The more specific the better. Break large briefs down into smaller ones where necessary. Use Metrics & Dimensions where appropriate to help reduce guesswork.
Increase the Purchase Transaction Conversion Rates from Mobile Sessions Landing on our Homepage.
Frame the parameters and key areas of the analysis.
What was the impact of adding a pop-up on the 6th Feb. The last major update was on the 15th of Jan (See linked Calendar for details of changes).
To understand what is having the biggest effects on performance from a Traffic source and New/ Return customer perspective:
- Are there any obvious issues with the Conversion Rate?
- If so, what?
- How confident are you and why?
Insight & Hypothesis
Provide business insights and context to focus the analysis.
- The Products we show on the page don’t entice our users because they are not relevant to the Ad that brought them there.
- The Checkout Flow breaks on some Mobiles/ Browsers.
- The page loads slower than average causing users to Bounce.
- We recently shifted to a more aggressive Acquisition strategy and are maybe getting lower quality traffic.

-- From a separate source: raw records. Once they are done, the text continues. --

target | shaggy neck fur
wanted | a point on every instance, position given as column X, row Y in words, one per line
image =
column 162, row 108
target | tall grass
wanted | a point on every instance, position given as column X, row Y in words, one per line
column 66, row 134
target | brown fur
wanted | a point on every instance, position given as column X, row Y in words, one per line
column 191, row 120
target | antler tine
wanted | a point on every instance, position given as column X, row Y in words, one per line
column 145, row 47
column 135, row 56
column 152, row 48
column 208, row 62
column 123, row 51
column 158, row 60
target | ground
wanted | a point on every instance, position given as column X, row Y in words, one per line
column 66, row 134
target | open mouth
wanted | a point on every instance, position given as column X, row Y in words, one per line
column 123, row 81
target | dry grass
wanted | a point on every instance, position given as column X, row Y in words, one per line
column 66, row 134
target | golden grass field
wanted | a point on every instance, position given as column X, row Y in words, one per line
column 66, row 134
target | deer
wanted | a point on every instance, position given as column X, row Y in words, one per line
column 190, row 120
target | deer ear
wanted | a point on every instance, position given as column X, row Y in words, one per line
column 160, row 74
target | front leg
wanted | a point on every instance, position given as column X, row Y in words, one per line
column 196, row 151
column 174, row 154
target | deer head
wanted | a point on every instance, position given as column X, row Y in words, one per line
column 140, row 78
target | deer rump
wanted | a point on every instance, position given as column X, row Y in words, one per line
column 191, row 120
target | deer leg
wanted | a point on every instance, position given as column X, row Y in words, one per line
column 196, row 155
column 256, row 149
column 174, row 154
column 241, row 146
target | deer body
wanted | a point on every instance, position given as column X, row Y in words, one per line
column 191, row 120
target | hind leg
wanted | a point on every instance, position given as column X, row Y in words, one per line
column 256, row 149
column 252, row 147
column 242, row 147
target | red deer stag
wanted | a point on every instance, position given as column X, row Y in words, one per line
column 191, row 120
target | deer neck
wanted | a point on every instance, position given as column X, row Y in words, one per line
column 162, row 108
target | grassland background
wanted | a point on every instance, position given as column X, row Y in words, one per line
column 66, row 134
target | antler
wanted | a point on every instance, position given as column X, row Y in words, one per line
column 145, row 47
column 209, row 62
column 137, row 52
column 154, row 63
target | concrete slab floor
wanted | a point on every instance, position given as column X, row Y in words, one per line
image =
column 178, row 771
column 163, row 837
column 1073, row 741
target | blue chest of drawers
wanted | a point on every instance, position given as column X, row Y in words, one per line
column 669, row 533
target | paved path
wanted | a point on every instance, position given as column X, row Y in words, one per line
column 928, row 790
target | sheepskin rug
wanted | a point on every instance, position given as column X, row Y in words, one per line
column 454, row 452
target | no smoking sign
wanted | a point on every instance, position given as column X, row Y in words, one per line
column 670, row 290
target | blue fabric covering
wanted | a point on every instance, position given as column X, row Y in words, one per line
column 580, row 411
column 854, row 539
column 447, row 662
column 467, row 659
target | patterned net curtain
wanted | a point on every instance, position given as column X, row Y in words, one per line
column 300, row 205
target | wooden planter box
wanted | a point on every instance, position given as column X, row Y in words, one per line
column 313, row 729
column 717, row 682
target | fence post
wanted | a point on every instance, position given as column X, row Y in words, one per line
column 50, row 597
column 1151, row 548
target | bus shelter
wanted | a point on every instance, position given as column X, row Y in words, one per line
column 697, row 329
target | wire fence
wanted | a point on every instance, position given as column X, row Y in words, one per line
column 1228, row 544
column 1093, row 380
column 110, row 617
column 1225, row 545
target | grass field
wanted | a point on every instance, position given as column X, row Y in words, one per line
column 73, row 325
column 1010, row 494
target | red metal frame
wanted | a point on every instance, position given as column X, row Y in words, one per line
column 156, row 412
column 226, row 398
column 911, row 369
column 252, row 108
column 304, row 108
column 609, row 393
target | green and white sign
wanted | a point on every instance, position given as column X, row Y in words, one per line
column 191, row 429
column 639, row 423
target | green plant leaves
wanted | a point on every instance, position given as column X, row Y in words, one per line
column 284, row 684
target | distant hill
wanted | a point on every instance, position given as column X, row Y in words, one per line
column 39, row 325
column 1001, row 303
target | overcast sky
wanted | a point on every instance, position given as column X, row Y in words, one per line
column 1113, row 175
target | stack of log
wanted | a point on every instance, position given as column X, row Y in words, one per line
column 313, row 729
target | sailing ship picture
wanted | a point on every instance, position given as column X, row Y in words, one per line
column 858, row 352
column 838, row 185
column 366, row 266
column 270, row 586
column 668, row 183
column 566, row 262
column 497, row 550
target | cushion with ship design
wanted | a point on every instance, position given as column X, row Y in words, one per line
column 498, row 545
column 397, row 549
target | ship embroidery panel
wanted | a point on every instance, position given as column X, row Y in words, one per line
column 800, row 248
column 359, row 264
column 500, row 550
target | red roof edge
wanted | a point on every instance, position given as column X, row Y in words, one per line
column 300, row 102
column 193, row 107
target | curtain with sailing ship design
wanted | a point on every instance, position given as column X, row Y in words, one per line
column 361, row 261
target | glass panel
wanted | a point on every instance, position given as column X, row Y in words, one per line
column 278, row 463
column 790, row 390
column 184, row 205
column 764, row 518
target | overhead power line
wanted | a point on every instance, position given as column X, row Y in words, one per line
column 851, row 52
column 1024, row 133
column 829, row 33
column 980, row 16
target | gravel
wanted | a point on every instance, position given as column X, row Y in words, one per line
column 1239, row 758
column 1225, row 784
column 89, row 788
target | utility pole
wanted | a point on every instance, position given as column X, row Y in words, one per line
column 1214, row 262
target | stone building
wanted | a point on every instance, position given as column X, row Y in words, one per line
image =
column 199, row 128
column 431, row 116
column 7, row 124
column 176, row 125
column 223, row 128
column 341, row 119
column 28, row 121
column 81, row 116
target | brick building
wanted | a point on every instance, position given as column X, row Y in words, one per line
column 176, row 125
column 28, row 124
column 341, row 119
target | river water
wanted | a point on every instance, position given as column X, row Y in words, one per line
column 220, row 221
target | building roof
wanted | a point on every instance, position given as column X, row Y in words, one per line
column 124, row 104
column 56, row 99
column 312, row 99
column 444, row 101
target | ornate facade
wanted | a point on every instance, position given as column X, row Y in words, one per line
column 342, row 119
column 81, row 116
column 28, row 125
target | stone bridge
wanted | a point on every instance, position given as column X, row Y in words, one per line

- We are thinking about changing the menu as we think users struggle to understand the groupings.
- We cannot change the information required in the checkout or product pricing.
- We have the capacity to test pop-up designs and Product pages. The category page design is fixed for the next two months, due to backlog bug fixes.
What response are you looking to get from the analyst?
This will help them to understand how long the analysis should take and how in-depth they should go. Are you looking for some quick stats to share with your team or in-depth insights and recommendations to be presented to a diverse audience?
Please provide your recommendations in slide format with a one slide summary for sharing.